I'm afraid I wouldn't lie in a case as serious as this, no. Whether I would full stop does rather depend on the specific circumstances. I can imagine there would be some incidences in which I would.

DRE56322 · 09/12/2018 17:19

That poor mother upthread- but I think she did the right thing. It must have been so hard for her to do.

Rinoachicken · 09/12/2018 17:24

Tidy yes, I’m sure I read that, and also that she’d bleached the whole house. She knew, or at least had serious doubts.

OrgyofSausages · 09/12/2018 17:28

That's a shocking account arran but I agree the woman did the right thing. It would lay heavy on your conscience for evermore otherwise.

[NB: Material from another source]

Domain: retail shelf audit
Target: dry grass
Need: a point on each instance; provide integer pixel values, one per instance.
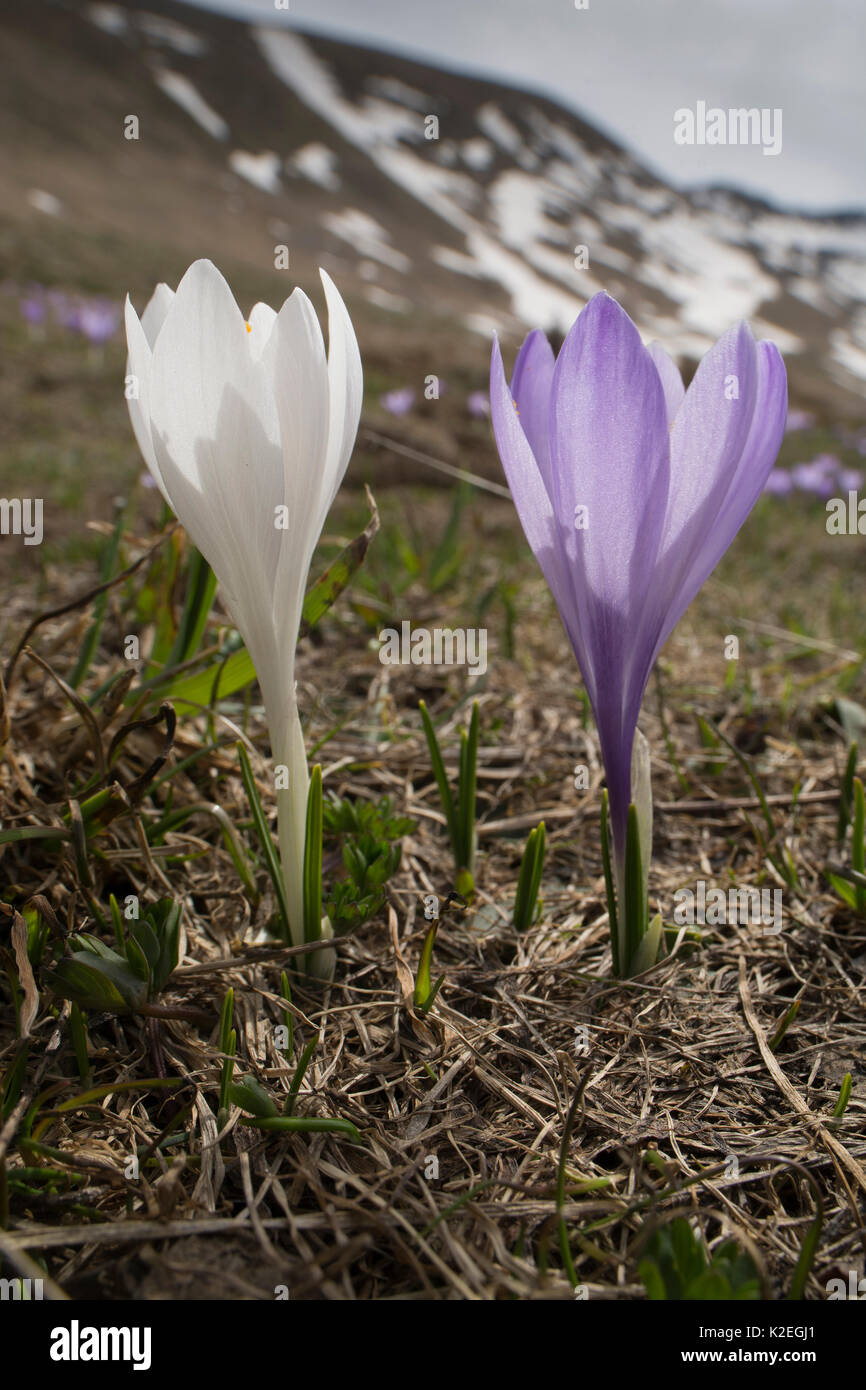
(452, 1193)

How much MC actually knew or didn't know - who can tell? I do think she's paid a heavy price though. One person abducted and murdered those two girls and it wasn't her.

Stormwhale · 09/12/2018 17:32

My dh would never ask me to lie for him to the police, and I wouldn't offer. If he was innocent the evidence would prove that. You cannot just say someone did something without sound evidence to prove it.

Jux · 09/12/2018 17:34

I used to think that unswering loyalty to the ones I loved was paramount. Then I grew up.